Thank you for the report.
According to Agner Fog's table, complex LEA instructions should have a
3-cycle latency on that architecture (Haswell). Optimisations with this
instruction are proving interesting because there's such a variety
between processor architectures. There are some that are fine with 3
components, but slows right down if a scale factor is used.
Kit
On 09/10/2023 14:06, Nataraj S Narayan via fpc-devel wrote:
Hi Gareth
model name : Intel(R) Core(TM) i5-4200U CPU @ 1.60GHz
Regards
Nataraj S Narayan
Synergy Info Systems
Software & Technology Consultants
Ettumanoor, INDIA
Ph:+91 9443211326
On Sun, Oct 8, 2023 at 6:40 PM J. Gareth Moreton via fpc-devel
<fpc-devel@lists.freepascal.org> wrote:
Hi Nataraj
Which processor is that run on? (although too close to call, it
implies LEA has a latency of 2 in that case)
Kit
On 08/10/2023 14:06, Nataraj S Narayan via fpc-devel wrote:
Hi
[nataraj@dflyHP ~]$ fpc ttt.pas
Free Pascal Compiler version 3.2.2 [2023/07/04] for x86_64
Copyright (c) 1993-2021 by Florian Klaempfl and others
Target OS: DragonFly for x86-64
Compiling ttt.pas
Linking ttt
/usr/local/bin/ld.bfd: warning:
/usr/local/lib/fpc/3.2.2/units/x86_64-dragonfly/rtl/prt0.o:
missing .note.GNU-stack section implies executable stack
/usr/local/bin/ld.bfd: NOTE: This behaviour is deprecated and
will be removed in a future version of the linker
121 lines compiled, 14.9 sec
[nataraj@dflyHP ~]$ ./ttt
Pascal control case: 6.7 ns/call
Using LEA instruction: 4.2 ns/call
Using ADD instructions: 4.0 ns/call
Nataraj S Narayan
Synergy Info Systems
Software & Technology Consultants
Ettumanoor, INDIA
Ph:+91 9443211326
On Sat, Oct 7, 2023 at 9:39 PM J. Gareth Moreton via fpc-devel
<fpc-devel@lists.freepascal.org> wrote:
That's interesting; I am interested to see the assembly
output for the
Pascal control cases. As for the 64-bit version, that was my
fault
since the assembly language is for Microsoft's ABI rather
than the
System V ABI, so it was checking a register with an undefined
value.
Find attached the fixed test.
Kit
P.S. Results on my Intel(R) Core(TM) i7-10750H
Pascal control case: 2.0 ns/call
Using LEA instruction: 1.7 ns/call
Using ADD instructions: 1.3 ns/call
On 07/10/2023 16:51, Tomas Hajny via fpc-devel wrote:
> On 2023-10-07 03:57, J. Gareth Moreton via fpc-devel wrote:
>
>
> Hi Kit,
>
>> Do you think this should suffice?
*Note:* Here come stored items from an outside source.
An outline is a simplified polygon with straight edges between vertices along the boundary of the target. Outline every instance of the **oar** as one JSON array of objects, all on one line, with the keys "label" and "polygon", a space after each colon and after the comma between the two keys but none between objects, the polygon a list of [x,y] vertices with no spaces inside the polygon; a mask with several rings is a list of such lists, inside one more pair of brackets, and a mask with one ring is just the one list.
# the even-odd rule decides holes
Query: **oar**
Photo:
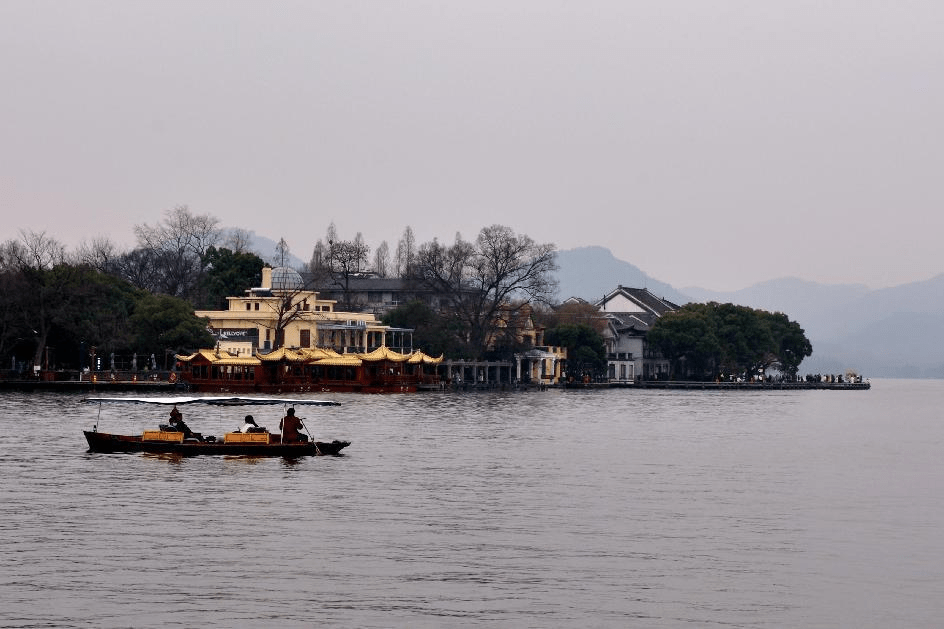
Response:
[{"label": "oar", "polygon": [[308,418],[307,418],[307,417],[299,417],[298,419],[299,419],[299,421],[302,423],[302,429],[305,431],[305,434],[308,435],[308,441],[310,441],[311,443],[314,443],[314,442],[315,442],[315,438],[311,436],[311,433],[310,433],[310,432],[308,432],[308,424],[305,423],[305,422],[308,421]]}]

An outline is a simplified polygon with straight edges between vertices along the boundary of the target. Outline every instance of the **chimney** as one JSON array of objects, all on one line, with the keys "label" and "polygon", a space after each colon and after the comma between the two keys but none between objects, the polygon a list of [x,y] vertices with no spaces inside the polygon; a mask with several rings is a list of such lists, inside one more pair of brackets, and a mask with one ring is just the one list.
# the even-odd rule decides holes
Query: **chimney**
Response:
[{"label": "chimney", "polygon": [[262,267],[262,287],[261,288],[272,288],[272,267],[264,266]]}]

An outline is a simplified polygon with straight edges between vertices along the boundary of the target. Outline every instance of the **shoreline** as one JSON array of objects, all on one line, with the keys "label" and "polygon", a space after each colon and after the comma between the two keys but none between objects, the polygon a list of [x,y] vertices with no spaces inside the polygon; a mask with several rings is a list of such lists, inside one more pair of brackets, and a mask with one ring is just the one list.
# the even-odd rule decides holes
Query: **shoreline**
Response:
[{"label": "shoreline", "polygon": [[[647,381],[647,382],[589,382],[572,384],[470,384],[462,387],[422,387],[417,393],[428,392],[466,392],[466,391],[538,391],[538,390],[605,390],[605,389],[662,389],[662,390],[699,390],[699,391],[868,391],[872,387],[866,382],[686,382],[686,381]],[[130,392],[149,391],[170,393],[191,391],[184,383],[166,381],[117,380],[107,382],[89,382],[88,380],[0,380],[0,392],[59,392],[59,393],[95,393],[95,392]],[[199,391],[196,391],[199,393]]]}]

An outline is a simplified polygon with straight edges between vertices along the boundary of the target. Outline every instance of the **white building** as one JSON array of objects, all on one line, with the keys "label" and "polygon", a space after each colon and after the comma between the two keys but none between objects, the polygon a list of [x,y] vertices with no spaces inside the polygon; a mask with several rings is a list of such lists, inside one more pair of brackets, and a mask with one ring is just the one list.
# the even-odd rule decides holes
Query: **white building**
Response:
[{"label": "white building", "polygon": [[656,320],[679,306],[646,288],[619,286],[594,304],[606,319],[607,376],[610,382],[659,380],[669,375],[669,361],[651,352],[646,333]]}]

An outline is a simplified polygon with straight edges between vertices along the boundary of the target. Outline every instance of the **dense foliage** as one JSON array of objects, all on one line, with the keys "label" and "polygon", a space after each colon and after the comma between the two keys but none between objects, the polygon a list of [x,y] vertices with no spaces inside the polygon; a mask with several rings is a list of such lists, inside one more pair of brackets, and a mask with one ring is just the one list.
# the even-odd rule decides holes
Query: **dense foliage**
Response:
[{"label": "dense foliage", "polygon": [[457,330],[449,319],[422,301],[411,301],[383,317],[383,323],[395,328],[413,328],[413,347],[430,356],[461,356]]},{"label": "dense foliage", "polygon": [[226,298],[241,295],[247,288],[259,286],[265,261],[254,253],[210,247],[203,256],[203,307],[227,308]]},{"label": "dense foliage", "polygon": [[599,332],[588,325],[564,323],[547,330],[548,345],[567,348],[567,371],[571,376],[597,378],[606,373],[606,347]]},{"label": "dense foliage", "polygon": [[87,266],[5,270],[2,278],[15,287],[5,293],[0,314],[0,350],[11,367],[84,368],[93,353],[154,353],[165,361],[168,354],[213,343],[206,320],[187,301],[148,293]]},{"label": "dense foliage", "polygon": [[0,288],[4,368],[81,369],[135,353],[165,363],[213,342],[191,302],[134,286],[106,246],[70,257],[45,234],[24,233],[0,245]]},{"label": "dense foliage", "polygon": [[669,359],[675,379],[753,378],[772,368],[796,375],[813,353],[803,328],[785,314],[715,302],[661,317],[646,340]]}]

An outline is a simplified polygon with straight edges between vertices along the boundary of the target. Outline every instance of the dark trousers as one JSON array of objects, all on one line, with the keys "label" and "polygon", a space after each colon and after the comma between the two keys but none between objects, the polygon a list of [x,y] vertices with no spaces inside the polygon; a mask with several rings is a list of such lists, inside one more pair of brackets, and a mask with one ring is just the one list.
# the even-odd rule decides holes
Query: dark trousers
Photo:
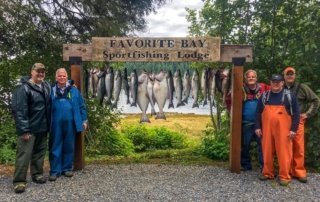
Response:
[{"label": "dark trousers", "polygon": [[254,124],[242,124],[242,145],[241,145],[241,167],[245,170],[251,170],[250,146],[251,142],[257,142],[258,160],[260,167],[263,167],[261,138],[255,134]]},{"label": "dark trousers", "polygon": [[47,150],[47,133],[32,134],[28,141],[17,137],[16,165],[13,184],[26,183],[30,164],[32,178],[43,174],[43,163]]}]

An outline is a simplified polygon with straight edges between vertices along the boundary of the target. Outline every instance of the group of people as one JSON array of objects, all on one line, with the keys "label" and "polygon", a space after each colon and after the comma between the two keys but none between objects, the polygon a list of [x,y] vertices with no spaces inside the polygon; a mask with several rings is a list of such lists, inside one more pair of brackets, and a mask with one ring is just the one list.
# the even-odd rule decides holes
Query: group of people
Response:
[{"label": "group of people", "polygon": [[75,136],[88,127],[84,100],[68,81],[66,69],[56,71],[56,82],[45,81],[45,66],[35,63],[31,76],[23,77],[14,93],[14,118],[17,152],[13,176],[14,191],[22,193],[27,185],[30,164],[32,181],[43,184],[44,158],[49,136],[50,181],[59,176],[72,177]]},{"label": "group of people", "polygon": [[279,182],[287,186],[292,178],[307,182],[304,165],[304,124],[319,109],[318,96],[296,81],[296,70],[286,67],[274,74],[270,86],[257,82],[257,72],[244,75],[241,167],[252,170],[250,144],[257,143],[261,167],[259,179],[274,179],[274,156],[279,166]]},{"label": "group of people", "polygon": [[[66,69],[56,71],[56,82],[45,81],[45,66],[35,63],[31,77],[23,77],[15,97],[17,128],[14,191],[26,189],[30,164],[32,180],[45,183],[43,164],[49,136],[50,181],[72,177],[75,136],[87,129],[87,112],[78,89],[68,80]],[[252,170],[250,144],[257,142],[260,180],[274,179],[274,155],[279,164],[280,185],[291,178],[307,182],[304,167],[304,124],[317,113],[317,95],[295,81],[296,70],[287,67],[274,74],[270,86],[257,82],[257,72],[248,70],[243,86],[242,170]]]}]

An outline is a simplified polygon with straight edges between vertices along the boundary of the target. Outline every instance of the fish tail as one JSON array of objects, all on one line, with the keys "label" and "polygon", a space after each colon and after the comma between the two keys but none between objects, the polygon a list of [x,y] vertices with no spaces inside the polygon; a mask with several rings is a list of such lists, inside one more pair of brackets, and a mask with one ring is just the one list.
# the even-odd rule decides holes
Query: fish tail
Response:
[{"label": "fish tail", "polygon": [[146,114],[142,114],[140,118],[140,123],[151,123]]},{"label": "fish tail", "polygon": [[172,102],[171,102],[171,103],[169,103],[168,109],[170,109],[170,108],[174,108],[174,106],[173,106],[173,103],[172,103]]},{"label": "fish tail", "polygon": [[166,120],[166,116],[164,115],[164,113],[163,112],[159,112],[158,114],[157,114],[157,116],[156,116],[156,119],[164,119],[164,120]]},{"label": "fish tail", "polygon": [[185,104],[183,102],[180,102],[177,104],[177,107],[180,107],[180,106],[184,106]]},{"label": "fish tail", "polygon": [[193,103],[192,108],[195,108],[195,107],[198,107],[198,108],[199,108],[198,103]]}]

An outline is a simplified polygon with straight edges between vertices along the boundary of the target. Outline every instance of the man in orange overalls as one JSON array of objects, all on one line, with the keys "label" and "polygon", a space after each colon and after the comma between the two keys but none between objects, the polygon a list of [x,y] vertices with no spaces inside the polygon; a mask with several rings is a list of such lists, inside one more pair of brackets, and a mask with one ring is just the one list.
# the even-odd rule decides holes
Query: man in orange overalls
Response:
[{"label": "man in orange overalls", "polygon": [[304,167],[304,124],[314,116],[319,109],[320,100],[318,96],[303,83],[296,82],[296,70],[286,67],[283,71],[285,89],[297,96],[300,108],[300,123],[296,137],[293,139],[291,176],[300,182],[307,182],[307,171]]},{"label": "man in orange overalls", "polygon": [[292,139],[299,125],[299,106],[295,95],[283,89],[280,74],[271,77],[271,90],[260,97],[255,122],[255,132],[262,139],[264,166],[260,180],[274,178],[274,154],[278,157],[281,186],[291,181]]}]

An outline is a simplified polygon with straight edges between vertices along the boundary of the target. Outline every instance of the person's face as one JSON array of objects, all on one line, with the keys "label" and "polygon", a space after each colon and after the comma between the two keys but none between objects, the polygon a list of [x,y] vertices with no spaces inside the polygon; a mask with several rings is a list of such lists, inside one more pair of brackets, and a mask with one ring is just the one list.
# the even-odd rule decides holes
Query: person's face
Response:
[{"label": "person's face", "polygon": [[257,75],[254,72],[249,72],[247,74],[246,83],[248,85],[254,85],[257,83]]},{"label": "person's face", "polygon": [[283,88],[284,81],[271,81],[271,91],[280,92]]},{"label": "person's face", "polygon": [[67,83],[68,75],[65,71],[59,71],[56,75],[56,81],[59,85],[63,86]]},{"label": "person's face", "polygon": [[296,74],[293,73],[292,71],[289,71],[284,75],[284,80],[286,83],[294,83],[295,79],[296,79]]},{"label": "person's face", "polygon": [[31,70],[31,79],[34,83],[41,83],[45,78],[45,70],[44,69],[37,69]]}]

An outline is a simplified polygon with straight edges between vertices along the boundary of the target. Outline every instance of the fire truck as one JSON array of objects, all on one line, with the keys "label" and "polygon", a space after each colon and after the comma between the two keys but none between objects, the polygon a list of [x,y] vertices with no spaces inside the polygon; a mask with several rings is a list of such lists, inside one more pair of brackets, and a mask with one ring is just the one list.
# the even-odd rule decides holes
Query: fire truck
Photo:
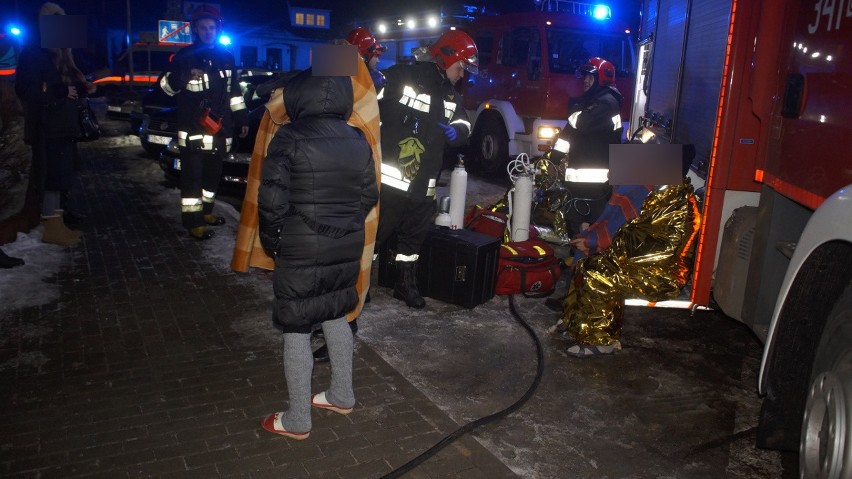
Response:
[{"label": "fire truck", "polygon": [[688,301],[764,342],[757,445],[852,477],[852,2],[642,8],[631,135],[696,151]]},{"label": "fire truck", "polygon": [[[505,171],[510,157],[547,151],[565,125],[570,99],[583,94],[575,72],[591,57],[612,62],[618,89],[633,91],[631,33],[608,7],[536,3],[535,11],[479,16],[464,27],[479,50],[479,74],[460,88],[479,167]],[[624,105],[626,119],[630,101]]]}]

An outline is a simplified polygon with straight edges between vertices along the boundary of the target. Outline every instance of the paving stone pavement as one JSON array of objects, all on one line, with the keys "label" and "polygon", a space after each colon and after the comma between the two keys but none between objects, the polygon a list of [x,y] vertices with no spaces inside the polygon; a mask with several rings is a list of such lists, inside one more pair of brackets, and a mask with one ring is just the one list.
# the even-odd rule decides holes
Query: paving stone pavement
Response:
[{"label": "paving stone pavement", "polygon": [[[138,145],[82,150],[89,216],[59,299],[0,309],[0,476],[381,477],[458,427],[356,341],[353,414],[314,412],[302,442],[263,431],[287,397],[268,273],[205,260],[177,204],[128,177]],[[468,436],[405,477],[517,476]]]}]

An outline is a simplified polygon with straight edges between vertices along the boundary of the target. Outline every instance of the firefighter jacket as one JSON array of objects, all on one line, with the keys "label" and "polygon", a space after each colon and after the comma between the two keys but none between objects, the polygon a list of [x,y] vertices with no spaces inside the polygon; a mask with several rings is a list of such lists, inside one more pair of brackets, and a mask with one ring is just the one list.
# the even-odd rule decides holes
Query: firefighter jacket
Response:
[{"label": "firefighter jacket", "polygon": [[273,319],[285,333],[358,305],[364,220],[378,202],[364,133],[346,123],[350,77],[296,76],[284,92],[292,120],[269,143],[258,190],[260,240],[275,258]]},{"label": "firefighter jacket", "polygon": [[568,109],[568,122],[553,145],[568,155],[567,181],[604,183],[609,145],[621,143],[622,96],[614,87],[596,87]]},{"label": "firefighter jacket", "polygon": [[[178,146],[213,150],[214,135],[200,123],[204,110],[210,108],[213,118],[222,120],[215,137],[223,138],[226,151],[230,150],[234,127],[246,125],[248,119],[234,64],[233,55],[216,45],[195,43],[175,54],[160,77],[160,87],[177,99]],[[192,78],[193,68],[204,72],[200,80]]]},{"label": "firefighter jacket", "polygon": [[456,130],[450,146],[462,146],[470,137],[461,95],[432,62],[395,65],[384,73],[379,93],[382,185],[411,198],[434,197],[448,144],[439,124]]}]

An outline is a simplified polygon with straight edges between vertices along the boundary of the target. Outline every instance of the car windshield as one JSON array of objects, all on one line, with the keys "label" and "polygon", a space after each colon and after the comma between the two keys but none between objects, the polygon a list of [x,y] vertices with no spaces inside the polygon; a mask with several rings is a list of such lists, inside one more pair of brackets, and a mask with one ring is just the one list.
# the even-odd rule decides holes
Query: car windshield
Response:
[{"label": "car windshield", "polygon": [[609,60],[617,71],[632,71],[630,45],[625,37],[590,34],[567,28],[547,28],[547,51],[551,73],[573,74],[589,58]]}]

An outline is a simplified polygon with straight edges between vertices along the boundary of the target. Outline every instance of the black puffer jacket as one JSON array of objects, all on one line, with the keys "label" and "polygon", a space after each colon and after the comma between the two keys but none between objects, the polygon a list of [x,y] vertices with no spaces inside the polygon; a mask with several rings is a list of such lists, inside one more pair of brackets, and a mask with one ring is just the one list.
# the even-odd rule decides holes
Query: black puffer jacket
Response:
[{"label": "black puffer jacket", "polygon": [[275,255],[273,319],[285,333],[355,308],[364,218],[378,201],[370,144],[346,124],[349,77],[294,77],[292,123],[269,144],[258,192],[260,239]]}]

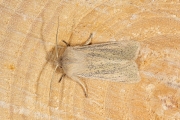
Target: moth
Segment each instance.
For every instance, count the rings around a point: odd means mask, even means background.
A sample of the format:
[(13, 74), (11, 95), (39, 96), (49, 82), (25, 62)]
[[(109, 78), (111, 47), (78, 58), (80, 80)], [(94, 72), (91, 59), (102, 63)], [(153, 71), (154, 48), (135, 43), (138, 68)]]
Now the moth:
[(64, 53), (58, 55), (56, 39), (56, 68), (61, 68), (63, 74), (81, 85), (87, 97), (87, 87), (81, 78), (107, 80), (112, 82), (134, 83), (140, 81), (138, 57), (140, 44), (133, 40), (122, 40), (91, 45), (92, 34), (82, 46), (67, 47)]

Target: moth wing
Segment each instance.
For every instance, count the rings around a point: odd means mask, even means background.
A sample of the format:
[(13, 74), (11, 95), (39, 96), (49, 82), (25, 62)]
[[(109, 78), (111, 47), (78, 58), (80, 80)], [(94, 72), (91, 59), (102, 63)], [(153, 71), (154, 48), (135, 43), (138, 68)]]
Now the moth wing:
[(137, 82), (140, 80), (138, 67), (134, 61), (96, 64), (94, 67), (84, 69), (84, 72), (79, 76), (115, 82)]
[(139, 48), (139, 42), (132, 40), (73, 47), (75, 51), (82, 51), (89, 58), (111, 60), (135, 60)]
[[(140, 80), (135, 63), (139, 52), (136, 41), (119, 41), (73, 47), (80, 58), (76, 75), (109, 81), (136, 82)], [(79, 52), (78, 52), (79, 51)], [(78, 56), (78, 55), (76, 55)], [(82, 59), (84, 59), (82, 61)]]

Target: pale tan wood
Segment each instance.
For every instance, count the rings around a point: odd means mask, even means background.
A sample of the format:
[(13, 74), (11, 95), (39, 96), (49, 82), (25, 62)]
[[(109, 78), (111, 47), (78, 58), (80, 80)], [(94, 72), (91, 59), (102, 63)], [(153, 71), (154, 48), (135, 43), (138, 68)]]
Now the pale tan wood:
[[(148, 0), (0, 2), (0, 119), (180, 119), (180, 4)], [(141, 43), (139, 83), (84, 79), (81, 87), (47, 63), (59, 43)], [(49, 97), (50, 93), (50, 97)]]

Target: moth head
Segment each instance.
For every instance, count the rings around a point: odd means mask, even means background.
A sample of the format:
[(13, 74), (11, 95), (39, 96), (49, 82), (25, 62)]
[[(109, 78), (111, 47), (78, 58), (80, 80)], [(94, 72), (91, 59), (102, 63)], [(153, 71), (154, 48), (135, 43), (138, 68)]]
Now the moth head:
[(56, 68), (59, 72), (61, 72), (62, 68), (62, 54), (64, 52), (64, 47), (58, 46), (53, 47), (50, 52), (46, 56), (46, 60), (51, 63), (53, 68)]

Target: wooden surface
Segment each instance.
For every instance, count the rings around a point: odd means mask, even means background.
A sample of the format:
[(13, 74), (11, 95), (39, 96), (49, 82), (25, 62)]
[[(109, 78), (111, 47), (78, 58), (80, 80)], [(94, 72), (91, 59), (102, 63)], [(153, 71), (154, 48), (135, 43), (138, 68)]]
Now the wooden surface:
[[(180, 3), (178, 0), (0, 1), (1, 120), (180, 119)], [(48, 56), (59, 43), (119, 40), (141, 43), (139, 83), (58, 80)], [(50, 93), (50, 94), (49, 94)], [(50, 95), (50, 96), (49, 96)]]

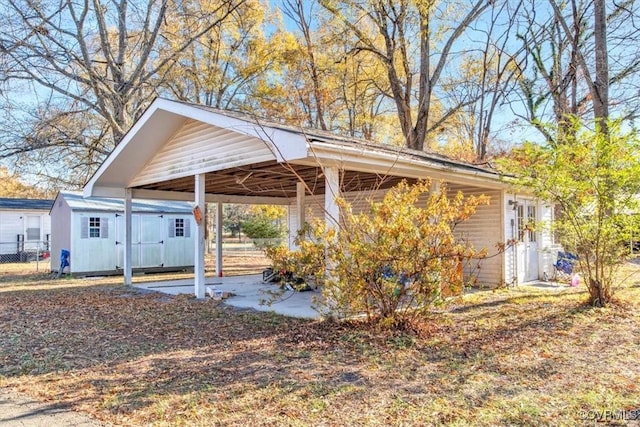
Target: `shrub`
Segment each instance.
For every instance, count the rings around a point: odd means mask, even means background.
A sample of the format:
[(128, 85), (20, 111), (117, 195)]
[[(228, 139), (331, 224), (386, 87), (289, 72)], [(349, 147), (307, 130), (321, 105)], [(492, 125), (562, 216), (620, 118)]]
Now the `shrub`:
[(361, 213), (338, 199), (340, 225), (311, 223), (297, 250), (281, 251), (275, 263), (296, 274), (323, 277), (322, 308), (328, 314), (365, 314), (386, 326), (406, 326), (432, 305), (459, 294), (462, 264), (486, 254), (457, 238), (455, 228), (488, 197), (448, 197), (444, 184), (437, 192), (430, 189), (428, 180), (402, 182)]

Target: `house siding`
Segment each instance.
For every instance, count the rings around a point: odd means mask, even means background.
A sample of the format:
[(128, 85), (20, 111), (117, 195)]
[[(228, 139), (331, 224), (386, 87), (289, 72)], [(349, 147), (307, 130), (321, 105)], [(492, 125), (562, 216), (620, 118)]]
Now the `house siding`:
[(71, 207), (62, 197), (58, 197), (51, 208), (51, 227), (55, 230), (51, 236), (51, 270), (58, 271), (62, 249), (75, 252), (71, 246)]
[(257, 138), (187, 120), (131, 186), (216, 171), (220, 165), (232, 168), (275, 158), (267, 144)]
[[(488, 206), (480, 206), (475, 215), (469, 220), (461, 223), (456, 228), (456, 234), (471, 243), (476, 249), (486, 248), (489, 251), (490, 258), (474, 262), (465, 269), (467, 277), (476, 279), (476, 283), (481, 286), (495, 287), (504, 281), (503, 262), (504, 255), (497, 254), (496, 243), (503, 241), (502, 220), (502, 192), (500, 190), (485, 190), (481, 188), (472, 188), (458, 185), (448, 186), (449, 195), (455, 196), (458, 191), (462, 191), (465, 195), (481, 195), (485, 194), (490, 197)], [(352, 212), (357, 214), (366, 211), (369, 207), (369, 201), (380, 201), (384, 197), (385, 190), (364, 193), (348, 193), (345, 194), (347, 201), (351, 203)], [(324, 196), (307, 196), (306, 203), (306, 220), (311, 218), (324, 218)], [(297, 208), (295, 203), (289, 208), (289, 247), (295, 248), (293, 240), (296, 236), (297, 224)], [(480, 268), (477, 268), (479, 265)]]
[(467, 221), (456, 227), (456, 234), (469, 242), (476, 250), (486, 249), (488, 257), (473, 261), (465, 266), (467, 277), (473, 277), (480, 286), (496, 287), (504, 282), (503, 262), (504, 254), (499, 253), (496, 244), (502, 243), (502, 192), (482, 188), (465, 187), (459, 185), (448, 186), (449, 196), (453, 197), (458, 191), (465, 196), (489, 197), (489, 204), (478, 206), (476, 213)]
[[(28, 239), (27, 227), (29, 218), (33, 217), (38, 224), (40, 234), (37, 239)], [(35, 210), (0, 211), (0, 254), (17, 254), (18, 235), (24, 237), (25, 251), (42, 251), (46, 248), (47, 235), (51, 233), (51, 221), (48, 212)]]

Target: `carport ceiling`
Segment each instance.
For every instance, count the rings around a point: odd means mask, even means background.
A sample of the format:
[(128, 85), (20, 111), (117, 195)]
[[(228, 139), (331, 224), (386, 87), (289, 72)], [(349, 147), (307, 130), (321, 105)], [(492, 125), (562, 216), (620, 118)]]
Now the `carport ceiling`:
[[(283, 164), (276, 161), (235, 167), (205, 174), (205, 192), (233, 196), (296, 197), (296, 184), (304, 180), (307, 194), (324, 194), (325, 180), (317, 166)], [(388, 189), (403, 178), (373, 173), (342, 171), (341, 191), (367, 191)], [(409, 182), (415, 180), (408, 179)], [(163, 190), (192, 193), (192, 176), (172, 179), (136, 187), (147, 190)]]

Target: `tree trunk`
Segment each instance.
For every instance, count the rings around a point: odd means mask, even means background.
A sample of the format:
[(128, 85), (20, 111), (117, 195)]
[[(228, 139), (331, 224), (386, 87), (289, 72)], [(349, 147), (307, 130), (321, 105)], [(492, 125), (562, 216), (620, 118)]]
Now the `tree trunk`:
[(594, 0), (593, 38), (595, 42), (595, 93), (593, 96), (593, 113), (600, 131), (608, 136), (609, 119), (609, 60), (607, 51), (607, 13), (605, 0)]
[(606, 307), (611, 302), (611, 294), (597, 279), (589, 279), (589, 304), (594, 307)]

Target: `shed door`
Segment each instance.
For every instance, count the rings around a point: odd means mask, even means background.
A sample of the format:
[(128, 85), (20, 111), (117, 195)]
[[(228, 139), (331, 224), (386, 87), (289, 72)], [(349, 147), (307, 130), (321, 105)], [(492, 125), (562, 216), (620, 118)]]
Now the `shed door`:
[(538, 207), (533, 201), (521, 202), (517, 209), (518, 282), (538, 280)]
[[(118, 267), (124, 268), (124, 215), (116, 218)], [(161, 267), (164, 250), (161, 215), (131, 215), (131, 267)]]
[[(116, 215), (116, 256), (118, 268), (124, 268), (124, 215)], [(140, 215), (131, 215), (131, 267), (140, 267)]]
[(162, 267), (162, 216), (140, 216), (140, 267)]

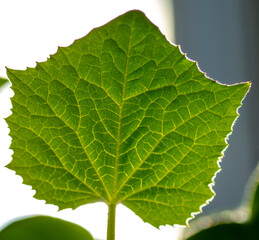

Originally it ran for
1,000,000
>> repetitions but I fear that will take way too long on a
486, so I
>> reduced it to 10,000.
>
> OK, I tried it now. First of all, after turning on the old
machine, I
> realized that it wasn't Intel but AMD 486 DX4 - sorry for
my bad
> memory. :-( I compiled and ran the test under OS/2 there (I
was too
> lazy to boot it to DOS ;-) ), but I assume that it
shouldn't make any
> substantial difference. The ADD and LEA results were
basically the
> same there, both around 100 ns / call. The Pascal result
was around
> twice as long. Interestingly, the Pascal result for FPC
3.2.2 was
> around 10% longer than the same source compiled with FPC
2.0.3 (the
> assembler versions were obviously the same for both FPC
versions; I
> tried compiling it also with FPC 1.0.10 and the assembler
versions
> were more than three times slower due to missing support
for the
> nostackframe directive).
>
> I tested it under the AMD Athlon 1 GHz machine as well and
again, the
> results for LEA and ADD are basically equal (both 3.1
ns/call) and the
> result for Pascal slightly more than twice (7.3 ns/call).
However,
> rather surprisingly for me, the overall test run was _much_
longer
> there?! Finally, I tried compiling the test on a 64-bit
machine (AMD
> A9-9425) with Linux (compiled for 64-bits with FPC 3.2.3
compiled from
> a fresh 3.2 branch). The Pascal version shows about 4
ns/call, but the
> assembler version runs forever - well, certainly much
longer than my
> patience lasts. I haven't tried to analyze the reasons, but
that's
> what I get.
>
> Tomas
>
>
>
>>
>> On 03/10/2023 06:30, Tomas Hajny via fpc-devel wrote:
>>> On October 3, 2023 03:32:34 +0200, "J. Gareth Moreton via
fpc-devel"
>>> <fpc-devel@lists.freepascal.org> wrote:
>>>
>>>
>>> Hii Kit,
>>>
>>>> This is mainly to Florian, but also to anyone else who
can answer
>>>> the question - at which point did a complex LEA
instruction (using
>>>> all three input operands and some other specific
circumstances) get
>>>> slow? Preliminary research suggests the 486 was when it
gained
>>>> extra latency, and then Sandy Bridge when it got
particularly bad.
>>>> Icy Lake seems to be the architecture where faster LEA
instructions
>>>> are reintroduced, but I'm not sure about AMD processors.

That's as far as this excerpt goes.